HAS Parti Genel başkanı iken satın alınıp AKP’ye iltihak eden Numan Kurtulmuş “LGBTİ bireyler sözleşmeden yararlanarak faaliyet yaptı” diyerek sözleşmeden çekilme “gerekçesi”ni ilan etti. Çocuklara tecavüz yuvası olan Ensar vakfına kalkan olanlardan biri olan N. Kurtulmuş güya LGBTİ bireylerin faaliyetlerinden rahatsız olmuş da İstanbul Sözleşmesi’nden çekilmek istiyor.. Yani imza atarken ne kadar riyakarlık yapmışlarsa, imza çekmeyi tartışırken de en az o kadar riyakarlar.
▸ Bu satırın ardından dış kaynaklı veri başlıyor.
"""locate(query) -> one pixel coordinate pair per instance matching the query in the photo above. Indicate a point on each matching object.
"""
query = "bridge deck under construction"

İmzalanan ancak uygulanmayan Sözleşmenin bu haliyle sadece moral bir anlamı var. Sözleşmeden çekilmenin gündeme getirilmesi öncelikle bu moral kazanıma kaba bir saldırıdır. Güya bu saldırı ile AKP-MHP ikilisinin oy desteğindeki erimeyi durdurmak istiyorlar. Oysa ülkeyi iflasın eşiğine getiren bu rejimin gidişatı tersine çevirebilmesinin koşulu kalmamıştır.

Bu dinci-faşist ikili, dün “ak” dediklerine bugün “kara” demekte zerre kadar sakınca görmüyor. Böylece onlar sermaye ahlakını yani ahlaksızlığı profesyonelce yerine getiriyorlar.